'Angry-engaged' citizens present a new challenge for Calgary, but not a unique one

Yelling and swearing and even a death threat have come to characterize public-engagement sessions in Calgary, but the city is far from alone in seeing its civic gatherings devolve into uncivil behaviour, according to an American expert on public participation.

Council grapples with how to interact with an irate and often only partially-informed public

City of Calgary transportation spokesman Sean Somers, left, listens to some impassioned criticism of the southwest transitway project during a public information session in the Woodbine community. (CBC)

Yelling and swearing and even threats of violence have come to characterize public-engagement sessions in Calgary, but the city is far from alone in seeing its civic gatherings devolve into such uncivil behaviour, council heard Monday.

"Things are changing," said city manager Jeff Fielding, who held top administrative jobs in Kitchener, Burlington, and London, Ont., before taking on his current role in Calgary in 2014.

"People are not only engaged, but they're angry-engaged."

Fielding said he's observed a marked increase in "the degree of acrimony" in the public's behaviour over the past five years, in particular.

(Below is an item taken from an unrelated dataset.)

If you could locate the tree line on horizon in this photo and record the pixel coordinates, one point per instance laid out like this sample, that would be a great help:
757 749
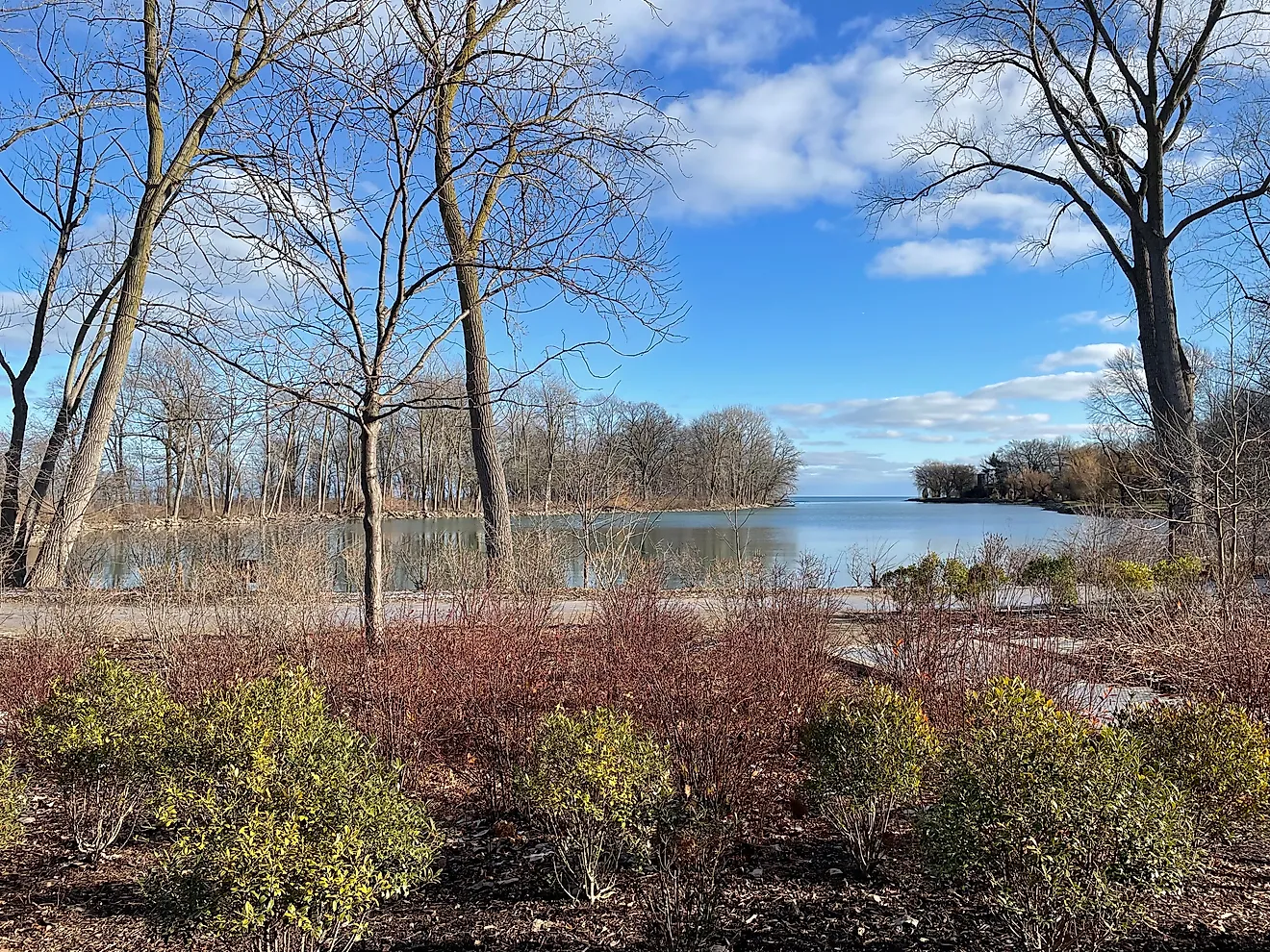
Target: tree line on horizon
337 201
190 439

His comments came during a special council meeting on the city's public-engagement policies.

Mayor Naheed Nenshi said Monday's meeting had been planned months earlier but acknowledged the coincidental timing with the "elephant in the room" — last week's testy information session on the southwest transitway project.

The day after that public meeting, Nenshi announced all subsequent info sessions on the project would be cancelled due to verbal harassment and even threats of violence against city staff.

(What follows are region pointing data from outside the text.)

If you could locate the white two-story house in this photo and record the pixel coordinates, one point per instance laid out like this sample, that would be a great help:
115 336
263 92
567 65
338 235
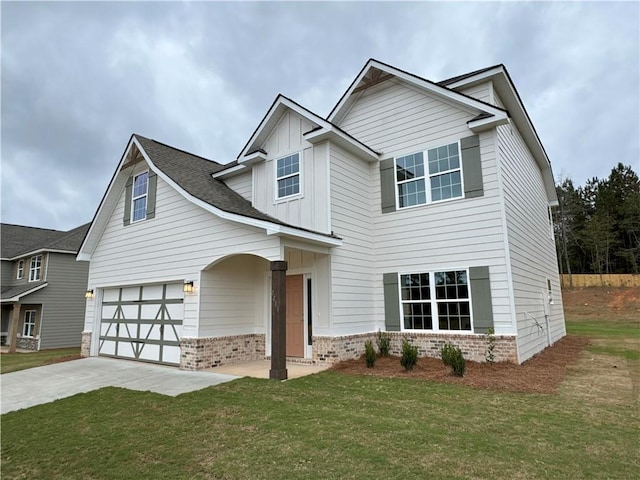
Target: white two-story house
417 208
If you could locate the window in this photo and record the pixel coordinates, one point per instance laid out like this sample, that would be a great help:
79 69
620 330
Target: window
139 198
29 327
440 180
436 301
35 268
288 175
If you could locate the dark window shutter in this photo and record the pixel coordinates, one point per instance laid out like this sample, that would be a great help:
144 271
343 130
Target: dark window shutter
471 166
151 195
391 302
481 298
387 185
127 201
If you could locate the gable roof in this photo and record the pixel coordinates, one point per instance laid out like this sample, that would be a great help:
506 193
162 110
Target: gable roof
489 115
19 240
375 71
194 174
322 127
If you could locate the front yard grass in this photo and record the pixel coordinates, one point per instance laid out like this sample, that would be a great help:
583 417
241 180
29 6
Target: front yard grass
336 426
12 362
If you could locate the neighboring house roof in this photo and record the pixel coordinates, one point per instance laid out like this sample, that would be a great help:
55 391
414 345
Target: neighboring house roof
19 240
13 294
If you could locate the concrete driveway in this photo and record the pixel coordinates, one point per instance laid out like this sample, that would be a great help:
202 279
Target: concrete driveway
35 386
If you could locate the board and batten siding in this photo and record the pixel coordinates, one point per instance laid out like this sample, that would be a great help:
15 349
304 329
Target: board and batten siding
243 184
310 209
352 264
531 245
63 303
461 233
176 245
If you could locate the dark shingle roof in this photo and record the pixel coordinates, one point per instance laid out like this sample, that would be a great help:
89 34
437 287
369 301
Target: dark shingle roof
457 78
17 291
193 174
19 239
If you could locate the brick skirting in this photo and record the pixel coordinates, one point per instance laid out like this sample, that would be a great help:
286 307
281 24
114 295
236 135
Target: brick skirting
335 349
208 352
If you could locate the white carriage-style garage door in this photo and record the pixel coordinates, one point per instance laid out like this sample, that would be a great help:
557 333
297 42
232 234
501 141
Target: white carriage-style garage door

"I heard of 20-odd incidents that had happened, including the following: one member of the public saying about one of my colleagues, 'Where is that bitch? I'm going to strangle her,'" Nenshi said in explaining his decision.

The mayor also revealed a city employee had been physically assaulted at an earlier public-engagement session on the same project in October, with her clothing pulled at and her name tag ripped off.

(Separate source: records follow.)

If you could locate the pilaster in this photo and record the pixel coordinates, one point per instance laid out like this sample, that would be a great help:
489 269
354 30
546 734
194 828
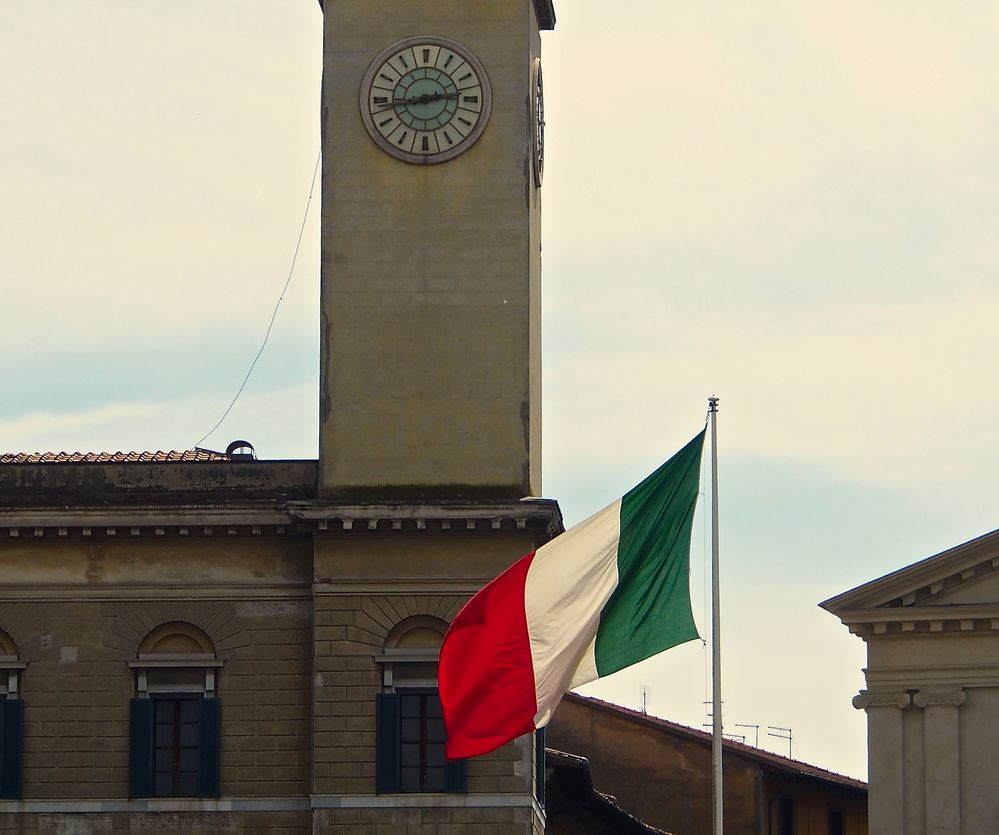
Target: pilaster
886 747
942 771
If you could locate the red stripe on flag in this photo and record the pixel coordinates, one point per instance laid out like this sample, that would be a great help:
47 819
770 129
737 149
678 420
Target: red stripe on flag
486 674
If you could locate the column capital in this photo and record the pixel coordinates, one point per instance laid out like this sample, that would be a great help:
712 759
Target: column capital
930 698
865 700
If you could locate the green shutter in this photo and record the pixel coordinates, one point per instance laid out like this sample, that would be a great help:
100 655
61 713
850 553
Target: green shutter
455 780
539 765
211 739
387 762
11 740
140 748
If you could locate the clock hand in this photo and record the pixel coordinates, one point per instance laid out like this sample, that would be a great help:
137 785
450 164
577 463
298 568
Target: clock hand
426 98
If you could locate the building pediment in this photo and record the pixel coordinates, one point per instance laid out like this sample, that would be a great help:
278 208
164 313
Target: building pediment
955 590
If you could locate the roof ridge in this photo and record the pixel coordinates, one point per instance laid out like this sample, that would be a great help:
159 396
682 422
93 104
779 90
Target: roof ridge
735 746
119 457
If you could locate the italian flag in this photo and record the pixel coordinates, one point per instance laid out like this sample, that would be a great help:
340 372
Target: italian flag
604 595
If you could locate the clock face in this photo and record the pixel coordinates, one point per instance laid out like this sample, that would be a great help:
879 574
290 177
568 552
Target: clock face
425 100
538 118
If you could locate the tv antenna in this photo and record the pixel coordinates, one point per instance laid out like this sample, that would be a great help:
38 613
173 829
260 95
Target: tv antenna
786 734
756 728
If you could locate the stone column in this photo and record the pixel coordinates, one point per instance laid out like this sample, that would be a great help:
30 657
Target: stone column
942 775
885 751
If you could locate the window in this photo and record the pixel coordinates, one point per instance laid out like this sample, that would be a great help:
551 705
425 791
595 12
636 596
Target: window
410 725
785 816
837 822
11 719
176 715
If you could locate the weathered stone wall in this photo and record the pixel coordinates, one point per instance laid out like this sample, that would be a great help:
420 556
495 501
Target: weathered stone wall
431 274
78 607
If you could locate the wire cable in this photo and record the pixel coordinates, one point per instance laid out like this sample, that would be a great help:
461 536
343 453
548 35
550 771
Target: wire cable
291 272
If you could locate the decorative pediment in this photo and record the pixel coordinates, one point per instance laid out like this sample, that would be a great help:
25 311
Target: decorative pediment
956 590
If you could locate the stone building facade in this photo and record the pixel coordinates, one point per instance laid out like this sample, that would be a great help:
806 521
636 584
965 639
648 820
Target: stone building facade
932 695
205 642
660 772
286 624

'Berated, demeaned, physically assaulted'

The mayor didn't name that employee but she came forward via a public Facebook post, saying the pattern of behaviour at such sessions is nothing new.

"I have been berated, demeaned, physically assaulted and disrespected by complete strangers on too many occasions," Emma Stevens wrote.

"I'm sorry for the Calgarians that now won't get the chance to provide their input in person because of the behaviour of some of their neighbours," she added.

"But I'm also, frankly, relieved that I won't be put in a position that compromises my safety and well-being."

The city will continue to carry out online engagement as it finalizes plans for the bus rapid transit expansion in the southwest, but all in-person gatherings have been called off.

Fragmented media reinforces worldviews

The shift toward angrier people at public-engagement sessions has also been noticeable in the United States, according to public-participation specialist Wendy Green Lowe, who visited Calgary to work with council at Monday's meeting.

Lowe blamed fragmentation of media, in large part, for the growing lack of civility.

With so many sources of information now available, she said people often pick and choose what to believe, eroding the common ground once shared by even the most ideologically opposed citizens.

"When I was growing up, there were three channels on the television and all three of them provided news in an objective way — they tried very much to provide a balanced explanation of what was happening," she told council.

"Right now, people are choosing their news sources to affirm their worldview, and what that means is we don't have a level playing field in society's understanding of issues. People believe fundamentally different things about all kinds of topics."

Discussion or disruption?

Coun. Druh Farrell said some recent open houses have created unsafe situations, as large groups of agitated citizens gather in relatively cramped spaces.

"As a councillor, you're swarmed by people," she said. "And that puts certain individuals at great risk, I believe."

Mac Logan, the city's general manager of transportation, said last week's meeting on the southwest transitway, in particular, was unlike any he had seen.

"It's one of the only times I've ever seen a group of people in an engagement process try to disrupt the discourse with other people, who were either supportive or who were neutral and just coming for information," Logan said.

"I've never experienced that, in the last decade, certainly."